HGR Energy is a spin-off of Hecate Energy, which Wilhelm joined as a start-up in 2013. Later this year, if all goes as expected, Hecate Energy will be a publicly traded company on the NASDAQ exchange.
In the fall of 1991, when all the big names took a pass, Wilhelm went down to Little Rock, Arkansas to manage the campaign of a long-shot presidential candidate named Bill Clinton. After he won, then President Clinton named Wilhelm the Chair of the Democratic National Committee, the youngest person ever to assume that post.
Prior to getting into the campaign management business, Wilhelm, while still in his twenties, turned a little-known public interest group called Citizens for Tax Justice into a major player in the 1980s battle over federal tax return, and a major thorn in the side of large corporations that evaded taxation.
Noting that there was virtually no venture capital going into businesses located in Central Appalachia and the American Midwest, Wilhelm started two funds targeting investment opportunities in those regions. One of those funds, Adena Ventures, helped catalyze the strong entrepreneurial ecosystem in and around his alma mater, Ohio University, where he was the long-time Co-Chair (along with its namesake) of the Voinovich School of Leadership and Public Service.
Wilhelm has real degrees from Ohio University and Harvard University and honorary ones from Ohio University, the University of Charleston, and Wheeling Jesuit University. He has taught at the University of Chicago, Harvard University, DePaul University, and the University of Akron.

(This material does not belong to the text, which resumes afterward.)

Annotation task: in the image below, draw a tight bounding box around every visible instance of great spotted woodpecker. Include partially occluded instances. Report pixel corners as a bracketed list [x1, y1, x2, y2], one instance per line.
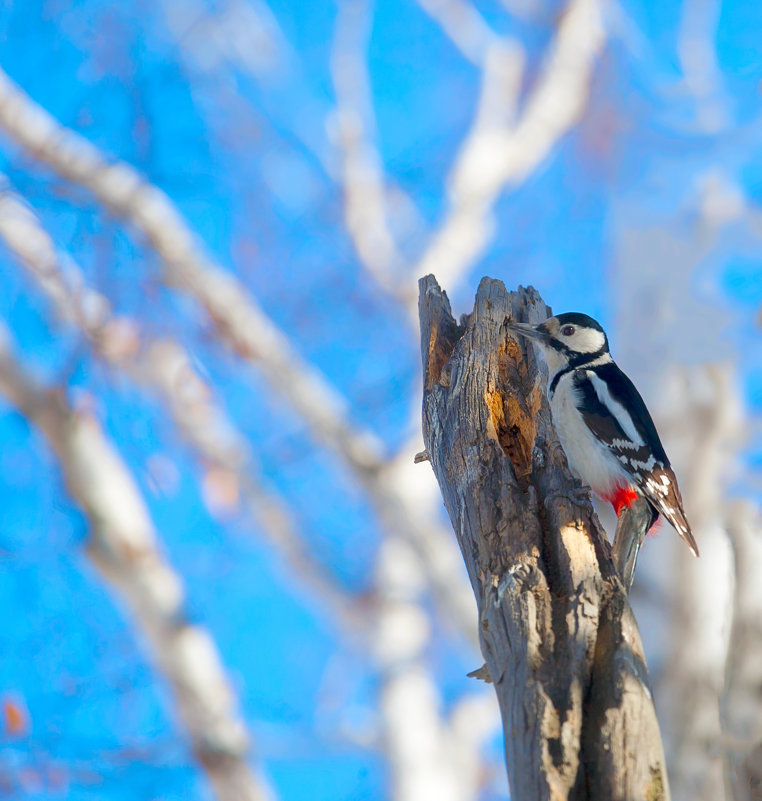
[509, 312, 698, 556]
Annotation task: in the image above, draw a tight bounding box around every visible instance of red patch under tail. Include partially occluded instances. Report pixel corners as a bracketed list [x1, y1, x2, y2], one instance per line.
[603, 486, 639, 517]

He and his wife, Degee--who is an attorney and elections observer working mainly in Eastern Europe--reside in downtown Nashville, and are the proud parents of two fine gentlemen, Luke and Logan. Wilhelm’s father was a refugee from post-war Germany, and his mother was from a small central Illinois town to where his father emigrated, thanks to the sponsorship of a local farm family and the Brethren Church.